Feb 2, 2009

Wrapping Rotterdam 09'

Although I will soon write about the event in more detail for the next issue of Filmmaker, I can't help but share some impressions from the recently concluded 38th International Film Festival Rotterdam. I'm back in Brooklyn now, pondering all I saw and heard at the festival, a sprawling film fantasia that envelopes the icy, climate change endangered Dutch port for ten days every January. I reported on the festival's prize winners over at the Filmmaker Blog on friday, but I think a number of other films are probably worth mentioning, some I saw, many I didn't.

Indelibly part of the story, regardless of how much cinema you consume at the frenzied pace cinephiles can operate at events like this, is what you missed. Although I'm still processing much of what I saw, I'm already bummed I missed such raved about titles as Alexei Balabanov's Russian period epic Morphia and Haile Gerima's audience award winning Teza, which was also a winner at Venice last year. That's before I mention Jonas Mekas' new four hour film essay, Lithuania and the Collapse of the USSR, Lav Diaz's eight hour brooding on lost souls in the Philippines, Melancholia, Raul Ruiz' hot house vampire flick Nucingen Haus and Miguel Gomes self-reflexive concert docufiction Our Beloved Month of August. None of these films will likely receive substantial distribution in the States.

Two films that I saw late in the festival have better distribution prospects. Sergei Dvortsevoy's miraculous comedy of unrequited love and brutal survival on the Kazakh Steppe called Tulpan, which screened locally at last fall's New York Film Festival, and Duane Hopkins' Better Things, a sparse, unrelenting and poetic drama about the difficulties of three couples, two young and one old, amidst a still and pallid British countryside rife with hard drug abuse and existential malaise, should find their way to specialty audiences here eventually.

So too, at least I hope, will Director Pablo Larrain and Writer/Star Alfredo Castro's smashing Tony Manero, a slippery and chilling tale of a Chilean sociopath/murderer who lives in a boarding house with his longtime girlfriend, a younger lover and several other dancer/performers during Pinochet's violent dictatorship in the late 70s. While he goes through the motions of being resistent to Pinochet's repressive reign among this strongly left wing crowd, we slowly glean a distinct emotional unavailability and treacherousness from Castro's Raul. He spends his days and nights cultivating jealousies amongst the women and is preternaturally obsessed with becoming the title character, named for John Travolta's midnight dancer in Saturday Night Fever. In preparation for a TV show which holds celebrity look alike competitions, he practices Travolta's every gesture and nuance, recreating some of the trappings of the dance floor from the film in the boarding house's rickety main room, that is when not killing the projectionist to steal the print of Saturday Night Fever or or an old lady who fawns over Pinochet on TV.

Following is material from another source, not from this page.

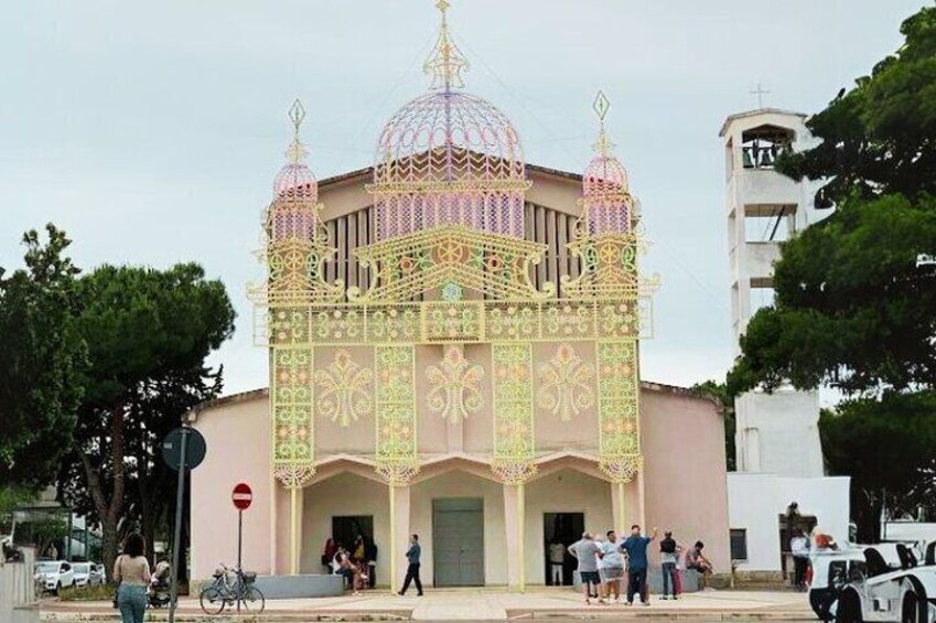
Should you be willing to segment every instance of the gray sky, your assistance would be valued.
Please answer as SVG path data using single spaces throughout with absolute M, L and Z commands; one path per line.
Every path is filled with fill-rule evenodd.
M 924 0 L 452 0 L 467 90 L 517 127 L 527 161 L 581 171 L 594 93 L 641 197 L 659 272 L 646 379 L 691 385 L 731 363 L 729 114 L 815 112 L 897 49 Z M 383 123 L 424 93 L 432 0 L 20 1 L 0 23 L 0 266 L 54 222 L 77 264 L 197 260 L 237 307 L 215 363 L 226 393 L 265 386 L 248 281 L 294 97 L 319 179 L 368 165 Z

The late critic Gene Siskel was apparently obsessed with Manero as well, having bought the white dancing suit Travolta wore in the movie, but he's got nothing on Castro's creation, whose single minded, homocidal drive to be the best Tony Manero impersonator in Chile mirrors the brutal dictatorship under which the country operated and by which it is still haunted by. Its an amazing performance by Castro, who is in every shot in the film and Larrain, whose's camera nimbly circles him in close proximity, skillfully backgrounding the societal tragedy that surrounds Raul. Manero took home the KNF Dutch critics prize at the festival, a prize which goes to the best film in the festival, regardless of section, which does not currently have Dutch distribution. Let's home it receives commercial audiences not just in Holland, but in the States too.